Fresh & Zesty Summer Shrimp Bowl (Quick 25-Minute Recipe)

Summer Shrimp Bowl

Prep Time: 15 minutes

Cook Time: 10 minutes

Total Time: 25 minutes

Servings: 4 bowls


Ingredients

For the Bowl

  • 2 cups cooked jasmine rice (or quinoa)
  • 1 lb large shrimp, peeled and deveined
  • 1 cup corn kernels (fresh, canned, or grilled)
  • 1 cup cherry tomatoes, halved
  • 1 cup cucumber, diced
  • 1 ripe avocado, sliced
  • 1 cup shredded red cabbage
  • 1 mango, diced (optional but recommended)
  • 1/4 cup fresh cilantro, chopped
  • Lime wedges for serving

Shrimp Seasoning

  • 1 tbsp olive oil
  • 1 tsp garlic powder
  • 1/2 tsp paprika
  • 1/2 tsp chili powder (optional)
  • Salt & pepper to taste

Citrus Honey Dressing

  • 2 tbsp lime juice
  • 1 tbsp lemon juice
  • 1 tbsp honey
  • 1 tbsp olive oil
  • 1 tsp rice vinegar
  • 1/2 tsp Dijon mustard
  • Pinch of salt

Directions

  1. Prepare the Base:
    Cook jasmine rice (or quinoa) according to package instructions. Fluff and set aside.
  2. Prep the Veggies & Fruit:
    Chop tomatoes, cucumbers, mango (if using), and shred cabbage.
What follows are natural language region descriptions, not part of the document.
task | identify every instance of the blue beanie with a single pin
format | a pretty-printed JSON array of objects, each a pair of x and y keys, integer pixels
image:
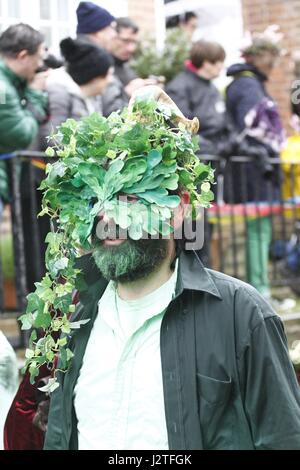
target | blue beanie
[{"x": 92, "y": 18}]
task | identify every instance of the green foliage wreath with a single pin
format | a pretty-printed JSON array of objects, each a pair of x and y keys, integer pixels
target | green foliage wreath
[{"x": 138, "y": 152}]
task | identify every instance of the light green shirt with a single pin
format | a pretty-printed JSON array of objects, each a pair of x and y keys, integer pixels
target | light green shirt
[{"x": 119, "y": 399}]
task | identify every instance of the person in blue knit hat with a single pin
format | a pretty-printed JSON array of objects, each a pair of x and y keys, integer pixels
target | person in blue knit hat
[{"x": 96, "y": 23}]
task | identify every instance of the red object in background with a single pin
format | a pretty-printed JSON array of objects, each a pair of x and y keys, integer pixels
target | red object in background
[{"x": 19, "y": 432}]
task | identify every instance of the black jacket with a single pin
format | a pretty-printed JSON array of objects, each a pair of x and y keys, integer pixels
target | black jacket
[
  {"x": 260, "y": 178},
  {"x": 228, "y": 381},
  {"x": 197, "y": 97}
]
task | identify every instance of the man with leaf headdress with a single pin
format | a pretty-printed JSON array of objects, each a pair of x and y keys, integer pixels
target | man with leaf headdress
[{"x": 160, "y": 352}]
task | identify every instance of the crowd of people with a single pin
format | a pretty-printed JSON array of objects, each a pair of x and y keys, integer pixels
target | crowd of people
[{"x": 220, "y": 378}]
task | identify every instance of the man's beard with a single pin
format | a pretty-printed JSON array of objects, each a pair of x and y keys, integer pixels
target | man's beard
[{"x": 130, "y": 261}]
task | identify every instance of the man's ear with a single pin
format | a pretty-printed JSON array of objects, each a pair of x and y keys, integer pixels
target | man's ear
[{"x": 181, "y": 210}]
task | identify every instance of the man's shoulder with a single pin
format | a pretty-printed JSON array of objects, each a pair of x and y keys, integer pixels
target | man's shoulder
[{"x": 244, "y": 298}]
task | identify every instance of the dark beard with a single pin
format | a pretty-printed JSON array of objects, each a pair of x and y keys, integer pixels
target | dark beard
[{"x": 130, "y": 261}]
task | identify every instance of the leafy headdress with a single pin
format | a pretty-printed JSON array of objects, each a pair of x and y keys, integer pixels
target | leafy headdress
[{"x": 148, "y": 151}]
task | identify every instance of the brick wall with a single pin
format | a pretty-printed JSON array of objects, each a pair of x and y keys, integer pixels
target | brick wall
[{"x": 257, "y": 15}]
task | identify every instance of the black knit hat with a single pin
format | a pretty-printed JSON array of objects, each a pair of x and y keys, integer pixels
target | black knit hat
[
  {"x": 85, "y": 61},
  {"x": 92, "y": 18}
]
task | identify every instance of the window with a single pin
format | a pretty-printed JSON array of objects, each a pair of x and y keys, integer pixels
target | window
[
  {"x": 63, "y": 10},
  {"x": 45, "y": 9},
  {"x": 14, "y": 8}
]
Slice avocado and chop cilantro.
  3. Season the Shrimp:
    Toss shrimp with olive oil, garlic powder, paprika, chili powder (if using), salt, and pepper.
  4. Cook the Shrimp:
    Heat a skillet over medium-high. Add shrimp and cook 2–3 minutes per side until pink and opaque. Remove from heat.
  5. Make the Dressing:
    Whisk together lime juice, lemon juice, honey, olive oil, rice vinegar, Dijon mustard, and salt until smooth.
  6. Assemble the Bowls:
    Divide rice into four bowls. Top each with cabbage, tomatoes, cucumbers, corn, mango, avocado, and cooked shrimp.
  7. Finish & Serve:
    Drizzle with citrus honey dressing, sprinkle cilantro, and serve with lime wedges.